One of the simplest ways by which parents can help their children is building their self-esteem and encouraging healthy attitudes towards their appearance as well as their dietary intake. As a parent, if you are concerned that your child is developing an eating disorder (the signs usually become evident), you should immediately intervene and look for medical care as soon as possible.

Information about eating disorders

Commonly, eating disorders generally arise due to negative thoughts, self-critical assessments as well as negative feelings towards food as well as the weight of a person’s body. As a result, people stop eating, which causes disruptions in the normal bodily functions and cause hindrances in a person’s daily activities. Even though eating disorders are generally very common among girls, they can also have an effect on boys. The frequency with which eating disorders occur among children in the US is very high; it is expected that 1 or 2 out of every 100 students is likely to have an eating disorder. The most common eating disorders are anorexia and bulimia.
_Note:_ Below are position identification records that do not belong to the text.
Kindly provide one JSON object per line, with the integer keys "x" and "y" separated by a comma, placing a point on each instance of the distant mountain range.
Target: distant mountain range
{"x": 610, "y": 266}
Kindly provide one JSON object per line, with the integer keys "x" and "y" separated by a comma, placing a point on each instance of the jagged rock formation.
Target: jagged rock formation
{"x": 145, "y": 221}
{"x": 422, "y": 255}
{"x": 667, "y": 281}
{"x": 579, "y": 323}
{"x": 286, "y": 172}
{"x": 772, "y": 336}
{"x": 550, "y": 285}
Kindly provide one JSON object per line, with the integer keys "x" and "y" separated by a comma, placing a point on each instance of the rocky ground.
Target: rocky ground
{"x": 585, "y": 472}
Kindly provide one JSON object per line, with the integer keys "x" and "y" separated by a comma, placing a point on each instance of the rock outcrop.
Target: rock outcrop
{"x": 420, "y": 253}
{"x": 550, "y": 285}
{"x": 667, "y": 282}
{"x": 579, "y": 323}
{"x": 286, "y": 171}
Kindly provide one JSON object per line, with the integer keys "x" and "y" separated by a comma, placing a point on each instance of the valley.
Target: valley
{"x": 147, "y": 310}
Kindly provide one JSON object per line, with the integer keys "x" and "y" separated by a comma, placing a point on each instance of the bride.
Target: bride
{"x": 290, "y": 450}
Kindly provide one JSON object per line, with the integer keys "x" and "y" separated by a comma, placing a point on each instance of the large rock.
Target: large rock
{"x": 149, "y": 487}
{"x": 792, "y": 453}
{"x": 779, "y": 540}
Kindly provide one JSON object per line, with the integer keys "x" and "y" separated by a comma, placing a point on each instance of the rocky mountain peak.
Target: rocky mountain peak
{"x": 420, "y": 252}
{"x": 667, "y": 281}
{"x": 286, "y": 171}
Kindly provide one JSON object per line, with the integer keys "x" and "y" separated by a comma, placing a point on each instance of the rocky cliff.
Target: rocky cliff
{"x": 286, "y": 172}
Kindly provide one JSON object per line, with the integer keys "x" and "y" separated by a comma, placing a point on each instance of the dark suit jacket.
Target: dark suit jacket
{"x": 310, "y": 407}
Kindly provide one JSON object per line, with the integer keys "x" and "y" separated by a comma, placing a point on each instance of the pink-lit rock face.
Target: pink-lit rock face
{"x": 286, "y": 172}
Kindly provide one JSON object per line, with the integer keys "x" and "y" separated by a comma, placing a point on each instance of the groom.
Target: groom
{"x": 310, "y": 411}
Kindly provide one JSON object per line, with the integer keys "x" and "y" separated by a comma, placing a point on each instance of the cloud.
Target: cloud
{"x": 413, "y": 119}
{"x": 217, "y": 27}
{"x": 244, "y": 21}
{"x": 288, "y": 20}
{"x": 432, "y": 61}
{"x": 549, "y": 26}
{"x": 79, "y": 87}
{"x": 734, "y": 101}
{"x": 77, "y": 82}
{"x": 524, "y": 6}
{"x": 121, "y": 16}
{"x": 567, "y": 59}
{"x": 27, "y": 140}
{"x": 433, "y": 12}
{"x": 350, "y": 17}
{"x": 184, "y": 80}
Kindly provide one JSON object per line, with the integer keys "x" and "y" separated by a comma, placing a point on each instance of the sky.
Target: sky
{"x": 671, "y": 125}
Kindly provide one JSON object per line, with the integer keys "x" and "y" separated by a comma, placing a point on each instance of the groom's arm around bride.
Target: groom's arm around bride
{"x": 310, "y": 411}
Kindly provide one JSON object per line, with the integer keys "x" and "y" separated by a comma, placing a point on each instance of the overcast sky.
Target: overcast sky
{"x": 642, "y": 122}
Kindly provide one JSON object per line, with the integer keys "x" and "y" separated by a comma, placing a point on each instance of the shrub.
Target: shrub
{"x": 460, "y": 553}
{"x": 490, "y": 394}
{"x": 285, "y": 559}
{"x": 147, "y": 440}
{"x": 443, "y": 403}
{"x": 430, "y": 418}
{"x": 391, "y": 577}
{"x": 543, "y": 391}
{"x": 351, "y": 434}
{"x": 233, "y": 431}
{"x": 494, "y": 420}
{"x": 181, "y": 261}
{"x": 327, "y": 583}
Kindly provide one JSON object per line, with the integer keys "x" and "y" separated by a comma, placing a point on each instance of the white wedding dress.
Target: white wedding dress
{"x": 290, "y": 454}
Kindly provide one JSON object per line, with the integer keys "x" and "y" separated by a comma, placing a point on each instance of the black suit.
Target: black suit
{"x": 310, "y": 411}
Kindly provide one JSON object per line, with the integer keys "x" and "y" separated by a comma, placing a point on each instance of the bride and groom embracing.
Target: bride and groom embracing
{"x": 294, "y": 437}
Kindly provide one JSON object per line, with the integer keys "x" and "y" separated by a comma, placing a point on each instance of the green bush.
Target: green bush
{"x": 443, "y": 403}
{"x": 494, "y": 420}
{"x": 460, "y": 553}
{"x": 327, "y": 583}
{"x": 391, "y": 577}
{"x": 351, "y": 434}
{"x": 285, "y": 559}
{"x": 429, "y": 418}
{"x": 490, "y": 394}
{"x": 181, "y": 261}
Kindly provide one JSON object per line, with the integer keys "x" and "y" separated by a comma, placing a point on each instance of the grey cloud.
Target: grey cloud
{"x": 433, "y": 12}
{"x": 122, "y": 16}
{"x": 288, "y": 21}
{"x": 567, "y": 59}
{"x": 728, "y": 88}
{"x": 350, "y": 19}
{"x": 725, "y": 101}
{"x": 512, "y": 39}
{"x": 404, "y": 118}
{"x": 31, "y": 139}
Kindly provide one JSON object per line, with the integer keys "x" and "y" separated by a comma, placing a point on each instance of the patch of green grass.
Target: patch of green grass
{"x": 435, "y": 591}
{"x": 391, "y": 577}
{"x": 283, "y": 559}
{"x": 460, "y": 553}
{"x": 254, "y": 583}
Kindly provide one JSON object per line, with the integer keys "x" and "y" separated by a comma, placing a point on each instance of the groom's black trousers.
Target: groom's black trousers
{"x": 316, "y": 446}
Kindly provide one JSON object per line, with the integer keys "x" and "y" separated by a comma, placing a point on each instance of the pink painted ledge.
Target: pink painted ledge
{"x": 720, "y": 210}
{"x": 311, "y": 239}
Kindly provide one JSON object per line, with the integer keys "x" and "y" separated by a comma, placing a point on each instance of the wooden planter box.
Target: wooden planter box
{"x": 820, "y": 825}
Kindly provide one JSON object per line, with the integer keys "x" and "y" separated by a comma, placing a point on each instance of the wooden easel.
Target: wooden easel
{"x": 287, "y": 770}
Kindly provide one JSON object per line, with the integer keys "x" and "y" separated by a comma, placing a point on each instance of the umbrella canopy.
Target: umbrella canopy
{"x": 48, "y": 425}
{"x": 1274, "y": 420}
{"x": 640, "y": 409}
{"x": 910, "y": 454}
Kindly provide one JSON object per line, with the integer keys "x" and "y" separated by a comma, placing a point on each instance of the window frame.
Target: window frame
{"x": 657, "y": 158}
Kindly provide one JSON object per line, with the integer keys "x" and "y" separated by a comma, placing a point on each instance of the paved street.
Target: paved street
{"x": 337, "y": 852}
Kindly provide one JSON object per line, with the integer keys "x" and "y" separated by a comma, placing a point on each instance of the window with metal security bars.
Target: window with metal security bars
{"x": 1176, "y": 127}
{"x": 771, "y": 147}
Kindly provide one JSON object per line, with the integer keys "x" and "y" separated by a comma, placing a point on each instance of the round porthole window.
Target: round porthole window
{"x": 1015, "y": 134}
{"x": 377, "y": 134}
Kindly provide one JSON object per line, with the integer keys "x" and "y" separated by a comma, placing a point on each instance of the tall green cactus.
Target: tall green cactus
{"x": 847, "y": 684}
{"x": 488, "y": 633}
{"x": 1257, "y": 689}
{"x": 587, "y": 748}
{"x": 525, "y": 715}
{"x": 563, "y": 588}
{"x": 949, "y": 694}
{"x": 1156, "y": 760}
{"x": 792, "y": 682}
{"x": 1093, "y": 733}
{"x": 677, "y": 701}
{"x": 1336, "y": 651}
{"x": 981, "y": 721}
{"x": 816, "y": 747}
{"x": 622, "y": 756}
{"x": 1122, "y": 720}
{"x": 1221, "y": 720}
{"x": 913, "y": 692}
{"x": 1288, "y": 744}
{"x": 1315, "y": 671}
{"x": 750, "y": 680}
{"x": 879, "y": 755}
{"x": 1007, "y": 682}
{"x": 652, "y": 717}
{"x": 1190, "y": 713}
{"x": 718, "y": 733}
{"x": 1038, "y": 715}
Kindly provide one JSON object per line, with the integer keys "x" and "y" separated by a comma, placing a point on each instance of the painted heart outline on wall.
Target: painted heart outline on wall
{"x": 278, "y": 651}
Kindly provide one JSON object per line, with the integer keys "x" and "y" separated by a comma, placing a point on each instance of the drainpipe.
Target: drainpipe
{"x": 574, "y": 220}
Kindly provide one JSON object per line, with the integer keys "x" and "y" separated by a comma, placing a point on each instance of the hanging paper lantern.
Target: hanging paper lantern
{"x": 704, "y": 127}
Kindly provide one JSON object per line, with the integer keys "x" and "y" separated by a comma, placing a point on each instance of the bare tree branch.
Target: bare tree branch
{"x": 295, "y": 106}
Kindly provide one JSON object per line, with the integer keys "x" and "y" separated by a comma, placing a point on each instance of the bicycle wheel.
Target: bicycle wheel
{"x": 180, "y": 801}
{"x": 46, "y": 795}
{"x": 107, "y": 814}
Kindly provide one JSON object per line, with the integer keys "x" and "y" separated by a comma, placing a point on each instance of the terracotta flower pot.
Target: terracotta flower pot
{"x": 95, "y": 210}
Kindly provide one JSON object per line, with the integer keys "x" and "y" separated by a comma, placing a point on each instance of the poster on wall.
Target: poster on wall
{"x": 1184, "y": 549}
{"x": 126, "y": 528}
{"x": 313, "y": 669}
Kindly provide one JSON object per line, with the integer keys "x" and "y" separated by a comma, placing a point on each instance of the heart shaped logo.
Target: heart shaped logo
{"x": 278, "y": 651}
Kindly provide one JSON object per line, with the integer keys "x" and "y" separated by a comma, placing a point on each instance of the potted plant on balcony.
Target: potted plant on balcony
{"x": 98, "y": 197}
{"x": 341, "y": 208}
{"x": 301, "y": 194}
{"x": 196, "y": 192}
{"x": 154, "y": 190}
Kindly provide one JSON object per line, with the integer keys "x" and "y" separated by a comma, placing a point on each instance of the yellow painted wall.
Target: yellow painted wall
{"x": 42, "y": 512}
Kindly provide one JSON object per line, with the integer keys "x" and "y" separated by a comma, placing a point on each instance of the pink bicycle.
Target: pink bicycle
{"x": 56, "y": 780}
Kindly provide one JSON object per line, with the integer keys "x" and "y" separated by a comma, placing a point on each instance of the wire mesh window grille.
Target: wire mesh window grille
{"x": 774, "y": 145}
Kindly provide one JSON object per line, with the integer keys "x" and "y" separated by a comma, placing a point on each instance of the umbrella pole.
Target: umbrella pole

The sad part is that a large number of children generally try their best to hide their eating disorders from their families for many months and even years.

Those who have anorexia develop a very strong fear of gaining weight, and their idea about their body shape and size generally becomes distorted.

Because of this, people with anorexia try their hardest to eat as little as possible, in order to reduce and maintain a very low body weight. People with anorexia are unlikely to eat a proper meal.

Those who have bulimia are generally into purging and binge eating. This means that even though their weight continues to fluctuate significantly, it hardly ever reaches the low levels which are common among people suffering from anorexia. A number of compulsive activities can be involved in both eating disorders, such as use of laxatives as well as self-induced vomiting. Those with anorexia are usually very thin, while those with bulimia generally maintain a normal weight, or might be overweight.